Skip to content

Archives mixin

:class:sciwork.fs.archives.Archives provides safe extraction and compression helpers for common archive formats.

extract_archive

Unpack an archive into extract_to (default: a sibling directory derived from the archive name). Supported formats include ZIP, TAR/TAR.GZ/TAR.BZ2/TAR.XZ, and RAR. The helper guards against directory traversal attacks when safe=True (default).

Important options:

  • overwrite — allow extraction into a non-empty directory.
  • password — unlock ZIP or RAR archives when supplied.
  • safe — disable traversal protection when set to False.
fs.extract_archive(
    "dataset/images.zip",
    extract_to="dataset/images",
    overwrite=True,
)

The method picks the correct extractor automatically using :meth:detect_archive_type <sciwork.fs.archive_utils.detect_archive_type> and respects dry_run by logging the action.

compress_to_archive

Create an archive from a directory. Provide the source folder, choose a format ("zip", "tar", "gztar", "bztar", "xztar") and optionally an explicit destination path.

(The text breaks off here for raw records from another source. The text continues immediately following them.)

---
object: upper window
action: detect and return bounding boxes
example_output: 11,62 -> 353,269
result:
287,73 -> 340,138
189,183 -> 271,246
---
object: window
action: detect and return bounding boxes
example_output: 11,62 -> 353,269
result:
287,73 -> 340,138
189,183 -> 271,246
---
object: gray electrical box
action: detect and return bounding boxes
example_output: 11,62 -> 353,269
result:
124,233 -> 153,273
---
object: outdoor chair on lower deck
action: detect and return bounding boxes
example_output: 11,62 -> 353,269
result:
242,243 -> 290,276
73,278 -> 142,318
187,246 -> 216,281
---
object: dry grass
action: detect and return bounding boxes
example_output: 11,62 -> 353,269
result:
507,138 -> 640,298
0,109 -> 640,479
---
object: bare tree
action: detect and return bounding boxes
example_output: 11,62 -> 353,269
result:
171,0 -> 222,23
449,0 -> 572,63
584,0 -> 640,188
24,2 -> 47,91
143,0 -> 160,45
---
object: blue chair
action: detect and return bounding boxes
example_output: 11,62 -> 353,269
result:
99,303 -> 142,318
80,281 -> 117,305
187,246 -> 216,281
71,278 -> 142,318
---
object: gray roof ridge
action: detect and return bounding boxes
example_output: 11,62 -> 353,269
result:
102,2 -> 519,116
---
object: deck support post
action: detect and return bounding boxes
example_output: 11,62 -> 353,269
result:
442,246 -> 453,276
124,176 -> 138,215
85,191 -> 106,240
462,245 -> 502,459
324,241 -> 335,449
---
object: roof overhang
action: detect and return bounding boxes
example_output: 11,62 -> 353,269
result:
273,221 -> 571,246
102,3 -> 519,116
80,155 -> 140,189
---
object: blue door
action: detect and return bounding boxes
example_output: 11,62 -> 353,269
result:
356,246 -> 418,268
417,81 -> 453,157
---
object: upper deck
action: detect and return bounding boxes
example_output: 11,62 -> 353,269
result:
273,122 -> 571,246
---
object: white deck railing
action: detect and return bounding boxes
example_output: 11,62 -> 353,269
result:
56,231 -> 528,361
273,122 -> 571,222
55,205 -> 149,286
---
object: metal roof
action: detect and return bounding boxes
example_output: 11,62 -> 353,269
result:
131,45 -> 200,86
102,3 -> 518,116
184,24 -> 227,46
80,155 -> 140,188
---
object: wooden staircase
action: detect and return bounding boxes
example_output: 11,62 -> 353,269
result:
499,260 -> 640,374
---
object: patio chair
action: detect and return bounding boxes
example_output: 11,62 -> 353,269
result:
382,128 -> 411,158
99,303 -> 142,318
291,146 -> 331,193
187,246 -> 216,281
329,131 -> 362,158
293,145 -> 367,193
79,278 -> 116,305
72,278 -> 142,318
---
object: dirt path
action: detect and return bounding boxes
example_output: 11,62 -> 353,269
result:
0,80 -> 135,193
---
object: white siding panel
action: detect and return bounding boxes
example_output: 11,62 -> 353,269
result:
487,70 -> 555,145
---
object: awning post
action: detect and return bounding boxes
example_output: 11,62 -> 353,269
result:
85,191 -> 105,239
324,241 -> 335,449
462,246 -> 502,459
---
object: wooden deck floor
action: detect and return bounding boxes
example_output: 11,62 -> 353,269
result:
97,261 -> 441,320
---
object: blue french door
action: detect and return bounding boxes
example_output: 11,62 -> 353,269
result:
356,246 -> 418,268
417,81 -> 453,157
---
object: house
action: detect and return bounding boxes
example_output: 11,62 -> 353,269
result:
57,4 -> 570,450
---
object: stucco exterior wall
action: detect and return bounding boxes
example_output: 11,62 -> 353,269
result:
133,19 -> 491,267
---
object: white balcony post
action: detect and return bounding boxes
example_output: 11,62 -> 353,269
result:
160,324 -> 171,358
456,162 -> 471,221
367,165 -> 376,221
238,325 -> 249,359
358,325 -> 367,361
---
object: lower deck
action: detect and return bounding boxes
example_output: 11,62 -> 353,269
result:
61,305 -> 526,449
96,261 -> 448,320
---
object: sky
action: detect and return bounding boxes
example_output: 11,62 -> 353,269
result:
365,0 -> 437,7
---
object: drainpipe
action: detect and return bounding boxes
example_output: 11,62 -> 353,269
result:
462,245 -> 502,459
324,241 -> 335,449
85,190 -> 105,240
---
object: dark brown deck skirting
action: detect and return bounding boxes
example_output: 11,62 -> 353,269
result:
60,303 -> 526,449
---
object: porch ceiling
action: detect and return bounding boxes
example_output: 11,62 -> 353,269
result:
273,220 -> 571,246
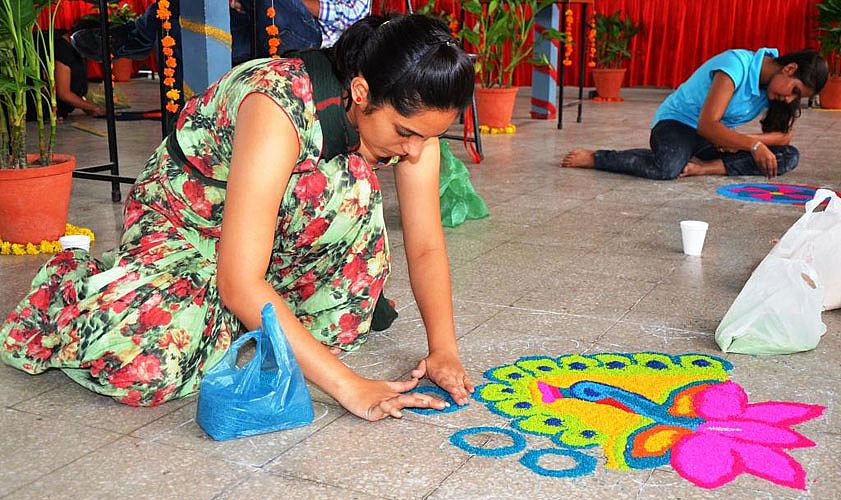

archive_path = fs.compress_to_archive(
    "reports/2024/run-03",
    arch_format="zip",
    overwrite=True
)

Key arguments: - password — enable ZIP password protection (AES via :mod: pyzipper). - include_hidden — include dot-files and directories (default: True). - compresslevel — tune compression strength for ZIP/BZ2.

When output_archive_path is omitted, the helper places the archive next to the source directory using the appropriate suffix. Existing archives trigger a :class:FileExitsError unless overwrite=True. dry_run logs the planned compression target and returns the resolved path.